I’m doing something like that too, but without the transcript part. I would interpret the rules pretty clearly as LLM output (mostly because of the last bullet point).
I’m not sure what I expect habryka/Robert to to rule here, but I think it’s at least notably different:
text that was written by an LLM and then edited or revised by a human
vs
text that was narrated by a human, transcribed and cleaned up by an LLM, then edited or revised by a human again
I think one answer is “does the resulting stuff score highly on Pangram or not?” and “does this smell like LLM” also inputs into the decision. In the case of @Neel Nanda’s linked posts, they all have a 0.0 on our LLM detector. (I haven’t looked into them that hard).
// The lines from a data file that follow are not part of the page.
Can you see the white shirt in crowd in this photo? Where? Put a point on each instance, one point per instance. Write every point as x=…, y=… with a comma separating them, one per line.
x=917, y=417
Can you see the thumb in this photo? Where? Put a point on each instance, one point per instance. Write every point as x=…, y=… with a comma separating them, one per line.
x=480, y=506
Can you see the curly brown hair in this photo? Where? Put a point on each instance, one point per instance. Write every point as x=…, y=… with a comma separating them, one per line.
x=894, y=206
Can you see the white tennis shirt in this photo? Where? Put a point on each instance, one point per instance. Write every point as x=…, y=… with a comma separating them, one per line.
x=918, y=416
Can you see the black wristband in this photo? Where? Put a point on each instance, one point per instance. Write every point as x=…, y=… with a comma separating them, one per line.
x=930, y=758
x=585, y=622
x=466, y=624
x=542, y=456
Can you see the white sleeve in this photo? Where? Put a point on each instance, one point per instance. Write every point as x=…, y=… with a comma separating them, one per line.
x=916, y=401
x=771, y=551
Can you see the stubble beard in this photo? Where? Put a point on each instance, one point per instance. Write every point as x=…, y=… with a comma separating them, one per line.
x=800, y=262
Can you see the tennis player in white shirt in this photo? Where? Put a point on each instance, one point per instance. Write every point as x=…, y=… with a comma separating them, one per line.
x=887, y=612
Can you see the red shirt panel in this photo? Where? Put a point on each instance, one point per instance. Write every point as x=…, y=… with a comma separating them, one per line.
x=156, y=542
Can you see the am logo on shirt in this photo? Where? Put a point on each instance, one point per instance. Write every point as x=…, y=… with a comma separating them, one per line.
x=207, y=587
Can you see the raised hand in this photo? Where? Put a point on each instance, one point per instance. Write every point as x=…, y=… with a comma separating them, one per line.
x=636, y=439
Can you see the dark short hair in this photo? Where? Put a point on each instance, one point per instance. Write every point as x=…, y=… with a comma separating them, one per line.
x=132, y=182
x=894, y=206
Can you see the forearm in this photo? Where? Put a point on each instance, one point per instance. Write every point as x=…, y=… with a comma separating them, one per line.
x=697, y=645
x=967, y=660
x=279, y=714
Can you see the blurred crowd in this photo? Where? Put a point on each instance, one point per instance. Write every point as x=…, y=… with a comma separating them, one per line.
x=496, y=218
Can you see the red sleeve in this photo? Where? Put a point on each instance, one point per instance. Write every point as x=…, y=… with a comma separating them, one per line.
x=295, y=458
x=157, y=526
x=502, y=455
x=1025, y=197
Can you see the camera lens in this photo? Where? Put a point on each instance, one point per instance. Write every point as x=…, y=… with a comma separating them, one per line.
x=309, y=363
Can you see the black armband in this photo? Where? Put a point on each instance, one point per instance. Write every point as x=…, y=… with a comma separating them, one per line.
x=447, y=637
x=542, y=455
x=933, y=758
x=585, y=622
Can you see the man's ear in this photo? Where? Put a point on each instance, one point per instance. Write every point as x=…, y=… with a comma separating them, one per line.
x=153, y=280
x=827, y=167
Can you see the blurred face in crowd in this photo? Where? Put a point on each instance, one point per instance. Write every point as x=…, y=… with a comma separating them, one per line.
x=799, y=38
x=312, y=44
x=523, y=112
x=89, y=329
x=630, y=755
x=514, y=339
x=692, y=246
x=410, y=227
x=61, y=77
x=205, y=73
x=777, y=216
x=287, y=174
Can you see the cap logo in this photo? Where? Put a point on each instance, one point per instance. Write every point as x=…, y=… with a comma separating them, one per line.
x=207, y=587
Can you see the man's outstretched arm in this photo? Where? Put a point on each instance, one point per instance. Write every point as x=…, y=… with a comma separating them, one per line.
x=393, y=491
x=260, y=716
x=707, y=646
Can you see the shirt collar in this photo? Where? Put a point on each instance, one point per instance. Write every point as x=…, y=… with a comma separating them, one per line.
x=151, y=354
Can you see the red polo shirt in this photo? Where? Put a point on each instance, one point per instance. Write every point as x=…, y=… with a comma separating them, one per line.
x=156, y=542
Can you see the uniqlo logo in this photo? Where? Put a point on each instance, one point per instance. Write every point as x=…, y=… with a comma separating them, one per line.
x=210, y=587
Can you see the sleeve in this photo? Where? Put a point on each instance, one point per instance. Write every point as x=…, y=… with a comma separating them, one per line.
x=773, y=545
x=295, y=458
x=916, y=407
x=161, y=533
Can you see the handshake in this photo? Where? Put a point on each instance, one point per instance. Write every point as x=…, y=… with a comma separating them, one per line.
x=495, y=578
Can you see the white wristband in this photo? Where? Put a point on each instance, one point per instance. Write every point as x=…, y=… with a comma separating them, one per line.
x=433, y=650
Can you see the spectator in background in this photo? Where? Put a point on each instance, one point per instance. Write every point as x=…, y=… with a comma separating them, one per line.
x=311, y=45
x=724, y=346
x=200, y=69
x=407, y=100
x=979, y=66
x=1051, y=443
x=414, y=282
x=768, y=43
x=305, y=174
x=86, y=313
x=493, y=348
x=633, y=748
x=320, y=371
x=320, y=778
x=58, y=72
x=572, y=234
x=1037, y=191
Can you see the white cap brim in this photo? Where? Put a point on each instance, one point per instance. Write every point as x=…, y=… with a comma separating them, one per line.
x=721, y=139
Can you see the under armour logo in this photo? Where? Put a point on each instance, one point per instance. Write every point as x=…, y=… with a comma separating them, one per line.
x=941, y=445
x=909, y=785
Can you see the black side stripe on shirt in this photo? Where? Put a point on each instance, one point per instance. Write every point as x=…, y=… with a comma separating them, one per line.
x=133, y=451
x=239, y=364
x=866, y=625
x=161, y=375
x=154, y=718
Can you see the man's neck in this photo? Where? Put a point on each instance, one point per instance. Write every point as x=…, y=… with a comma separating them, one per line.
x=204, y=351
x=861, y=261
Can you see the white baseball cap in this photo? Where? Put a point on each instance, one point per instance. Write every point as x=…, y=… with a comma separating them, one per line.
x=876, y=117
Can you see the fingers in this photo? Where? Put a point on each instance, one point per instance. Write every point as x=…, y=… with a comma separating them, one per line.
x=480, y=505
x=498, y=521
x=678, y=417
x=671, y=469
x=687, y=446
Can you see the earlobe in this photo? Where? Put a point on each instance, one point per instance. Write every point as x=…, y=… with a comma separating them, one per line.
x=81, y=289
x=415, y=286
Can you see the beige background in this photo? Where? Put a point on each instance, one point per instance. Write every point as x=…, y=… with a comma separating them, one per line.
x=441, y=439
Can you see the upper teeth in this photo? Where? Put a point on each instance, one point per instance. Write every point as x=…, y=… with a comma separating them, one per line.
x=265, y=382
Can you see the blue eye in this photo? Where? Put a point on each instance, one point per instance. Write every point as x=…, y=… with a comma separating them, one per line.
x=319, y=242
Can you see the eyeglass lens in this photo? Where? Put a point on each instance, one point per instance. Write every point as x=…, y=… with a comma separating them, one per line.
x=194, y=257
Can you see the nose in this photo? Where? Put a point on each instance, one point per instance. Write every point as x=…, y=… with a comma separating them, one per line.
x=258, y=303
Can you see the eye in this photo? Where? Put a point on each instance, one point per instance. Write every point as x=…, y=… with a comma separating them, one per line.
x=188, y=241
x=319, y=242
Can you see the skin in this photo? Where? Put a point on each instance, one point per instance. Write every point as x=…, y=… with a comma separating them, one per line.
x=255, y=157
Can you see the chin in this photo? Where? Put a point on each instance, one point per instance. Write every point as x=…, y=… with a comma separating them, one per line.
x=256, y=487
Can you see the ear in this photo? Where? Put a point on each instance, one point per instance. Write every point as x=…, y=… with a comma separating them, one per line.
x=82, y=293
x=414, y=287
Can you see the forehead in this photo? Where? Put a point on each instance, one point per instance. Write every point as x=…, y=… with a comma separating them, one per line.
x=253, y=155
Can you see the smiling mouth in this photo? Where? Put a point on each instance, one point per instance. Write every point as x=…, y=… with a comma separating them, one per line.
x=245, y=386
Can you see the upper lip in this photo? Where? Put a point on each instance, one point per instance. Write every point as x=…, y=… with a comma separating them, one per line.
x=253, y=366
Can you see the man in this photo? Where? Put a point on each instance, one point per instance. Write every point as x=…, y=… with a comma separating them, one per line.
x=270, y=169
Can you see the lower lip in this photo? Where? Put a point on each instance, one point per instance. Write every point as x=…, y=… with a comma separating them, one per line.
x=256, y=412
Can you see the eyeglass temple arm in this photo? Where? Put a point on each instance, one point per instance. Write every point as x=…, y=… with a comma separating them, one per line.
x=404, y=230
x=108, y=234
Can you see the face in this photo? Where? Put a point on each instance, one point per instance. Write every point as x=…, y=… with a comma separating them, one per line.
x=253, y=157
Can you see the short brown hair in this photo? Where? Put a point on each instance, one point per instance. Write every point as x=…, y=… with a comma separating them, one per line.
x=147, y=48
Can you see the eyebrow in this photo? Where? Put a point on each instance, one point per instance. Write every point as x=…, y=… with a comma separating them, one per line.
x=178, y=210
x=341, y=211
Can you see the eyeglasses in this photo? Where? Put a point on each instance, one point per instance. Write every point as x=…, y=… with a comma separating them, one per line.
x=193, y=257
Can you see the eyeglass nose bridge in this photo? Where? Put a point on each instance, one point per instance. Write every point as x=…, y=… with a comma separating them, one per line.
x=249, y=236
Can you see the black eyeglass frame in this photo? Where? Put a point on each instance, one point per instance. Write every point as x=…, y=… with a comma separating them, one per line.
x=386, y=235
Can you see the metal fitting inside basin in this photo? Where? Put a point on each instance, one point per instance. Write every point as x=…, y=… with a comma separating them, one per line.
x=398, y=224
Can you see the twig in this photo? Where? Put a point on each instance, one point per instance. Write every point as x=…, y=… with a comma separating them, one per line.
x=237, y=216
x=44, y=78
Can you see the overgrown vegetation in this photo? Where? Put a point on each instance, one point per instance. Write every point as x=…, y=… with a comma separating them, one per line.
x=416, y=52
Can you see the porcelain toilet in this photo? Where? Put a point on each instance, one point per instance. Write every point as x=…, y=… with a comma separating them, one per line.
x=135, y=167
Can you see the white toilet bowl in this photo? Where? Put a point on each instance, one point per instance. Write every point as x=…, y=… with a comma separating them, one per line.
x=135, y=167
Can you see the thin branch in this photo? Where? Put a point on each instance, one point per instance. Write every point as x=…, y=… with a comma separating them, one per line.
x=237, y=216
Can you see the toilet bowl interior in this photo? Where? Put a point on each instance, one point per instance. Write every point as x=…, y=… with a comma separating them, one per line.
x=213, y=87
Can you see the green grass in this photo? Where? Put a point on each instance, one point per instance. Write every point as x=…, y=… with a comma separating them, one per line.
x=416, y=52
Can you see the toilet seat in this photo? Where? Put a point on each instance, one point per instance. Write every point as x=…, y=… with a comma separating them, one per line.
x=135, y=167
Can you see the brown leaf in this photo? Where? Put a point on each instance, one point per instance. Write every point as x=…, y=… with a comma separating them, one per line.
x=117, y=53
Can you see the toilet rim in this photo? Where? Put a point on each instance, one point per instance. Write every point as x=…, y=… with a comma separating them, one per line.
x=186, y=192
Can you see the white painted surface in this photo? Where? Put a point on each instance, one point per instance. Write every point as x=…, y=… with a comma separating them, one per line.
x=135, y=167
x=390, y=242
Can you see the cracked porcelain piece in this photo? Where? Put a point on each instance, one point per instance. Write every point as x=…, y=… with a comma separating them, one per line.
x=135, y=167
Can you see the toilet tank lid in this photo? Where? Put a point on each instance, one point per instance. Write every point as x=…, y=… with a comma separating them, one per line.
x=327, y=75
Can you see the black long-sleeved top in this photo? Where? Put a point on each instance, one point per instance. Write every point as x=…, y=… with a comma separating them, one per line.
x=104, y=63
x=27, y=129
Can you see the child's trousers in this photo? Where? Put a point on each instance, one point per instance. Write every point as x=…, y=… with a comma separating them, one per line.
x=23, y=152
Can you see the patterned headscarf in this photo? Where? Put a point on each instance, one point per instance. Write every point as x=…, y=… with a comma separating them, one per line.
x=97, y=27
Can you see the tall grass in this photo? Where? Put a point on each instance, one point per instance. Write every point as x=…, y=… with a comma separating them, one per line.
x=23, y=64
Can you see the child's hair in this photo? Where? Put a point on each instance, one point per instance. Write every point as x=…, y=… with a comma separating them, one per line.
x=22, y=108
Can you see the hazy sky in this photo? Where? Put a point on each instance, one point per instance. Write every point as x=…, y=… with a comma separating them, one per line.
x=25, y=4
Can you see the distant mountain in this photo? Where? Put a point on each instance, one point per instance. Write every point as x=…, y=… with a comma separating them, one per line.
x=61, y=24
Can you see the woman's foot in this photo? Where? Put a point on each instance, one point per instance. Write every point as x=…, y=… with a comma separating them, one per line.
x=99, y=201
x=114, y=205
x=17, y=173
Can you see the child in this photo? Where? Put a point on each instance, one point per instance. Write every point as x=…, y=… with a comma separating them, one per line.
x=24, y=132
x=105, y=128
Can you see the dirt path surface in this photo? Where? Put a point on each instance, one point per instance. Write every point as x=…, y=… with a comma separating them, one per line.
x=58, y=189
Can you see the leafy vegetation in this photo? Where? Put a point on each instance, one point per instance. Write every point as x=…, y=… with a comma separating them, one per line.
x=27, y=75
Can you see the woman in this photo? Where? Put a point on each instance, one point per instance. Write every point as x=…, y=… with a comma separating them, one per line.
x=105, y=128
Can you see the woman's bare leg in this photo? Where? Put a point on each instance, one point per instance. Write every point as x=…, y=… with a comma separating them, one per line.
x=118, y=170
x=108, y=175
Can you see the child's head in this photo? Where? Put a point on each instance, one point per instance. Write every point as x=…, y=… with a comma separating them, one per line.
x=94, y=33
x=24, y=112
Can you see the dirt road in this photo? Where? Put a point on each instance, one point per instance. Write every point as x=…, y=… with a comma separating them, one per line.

So I would guess it is fine to not put them in the LLM block.
I’m doing something like that too, but without the transcript part. I would interpret the rules pretty clearly as LLM output (mostly because of the last bullet point).
I’m not sure what I expect habryka/Robert to to rule here, but I think it’s at least notably different:
vs
I think one answer is “does the resulting stuff score highly on Pangram or not?” and “does this smell like LLM” also inputs into the decision. In the case of @Neel Nanda’s linked posts, they all have a 0.0 on our LLM detector. (I haven’t looked into them that hard). So I would guess it is fine to not put them in the LLM block.
What do you mean by without the transcript part?